改めて今日の朝日朝刊新聞に掲載されたメルケル首相来日関係記事を記録として取上げておく。

2015年3月10日05時00分 朝日新聞デジタル>記事
ウクライナ安定へ連携 独首相
歴史認識に会見で言及 日独首脳会談

   http://digital.asahi.com/articles/DA3S11641577.html?ref=pcviewer

 安倍晋三首相は9日、首相官邸で来日中のドイツのアンゲラ・メルケル首相(60)と会談した。両首脳は混迷するウクライナ情勢への対応で連携することを確認したほか、両国経済の関係強化を目指すことでも一致した。メルケル首相は歴史認識についても触れ、会談後の記者会見では「過去の総括は和解のための前提になっている」と語った。

     *

    下記赤字番号の項目は後載する
    ① ▼2面=日独の距離感
    ② ▼6面=技術協力に意欲
    ③ ▼10面=独首相講演全文
    ④ ▼11面=核不拡散連帯訴え
    ⑤ ▼14面=社説
    ⑥ ▼38面=天皇陛下と会見


 会談は約2時間10分行われた。

 日本側の説明によると、この中で東アジア情勢が取り上げられ、安倍首相が北朝鮮による拉致・核問題などを説明した。メルケル首相は、東アジア情勢について「アドバイスする立場にない」と前置きしたうえで、ドイツが戦前のナチスの行為を透明性を持って検証した経緯を紹介した。
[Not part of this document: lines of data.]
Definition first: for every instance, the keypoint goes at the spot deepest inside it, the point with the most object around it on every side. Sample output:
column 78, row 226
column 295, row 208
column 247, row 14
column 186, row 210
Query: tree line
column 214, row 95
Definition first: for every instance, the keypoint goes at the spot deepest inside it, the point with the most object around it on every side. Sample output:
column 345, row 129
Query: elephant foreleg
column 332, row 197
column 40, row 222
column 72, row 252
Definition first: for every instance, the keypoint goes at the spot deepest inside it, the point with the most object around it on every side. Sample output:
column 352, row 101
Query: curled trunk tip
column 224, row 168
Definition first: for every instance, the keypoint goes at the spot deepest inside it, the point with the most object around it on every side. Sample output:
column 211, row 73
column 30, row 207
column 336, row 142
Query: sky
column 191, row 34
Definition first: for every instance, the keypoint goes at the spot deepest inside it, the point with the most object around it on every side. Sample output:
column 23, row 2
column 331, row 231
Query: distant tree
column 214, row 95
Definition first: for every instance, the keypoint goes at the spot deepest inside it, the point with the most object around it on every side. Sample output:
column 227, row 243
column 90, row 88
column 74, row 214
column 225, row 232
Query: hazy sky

 会談後の記者会見で、メルケル首相は「(ナチスドイツの)過去の総括は和解の前提になっている。和解の仕事があったからこそ、EU(欧州連合)をつくることができた」と述べ、地域の安定には和解の努力が不可欠であるとの認識を示した。

 ウクライナ情勢について両首脳は、親ロシア派と停戦合意したウクライナの平和と安定のため、積極的な役割を果たしていくことで合意。「力による一方的な現状変更は許されない」との立場を確認する一方、平和的解決に向け、ロシアとの対話を継続する方針でも一致した。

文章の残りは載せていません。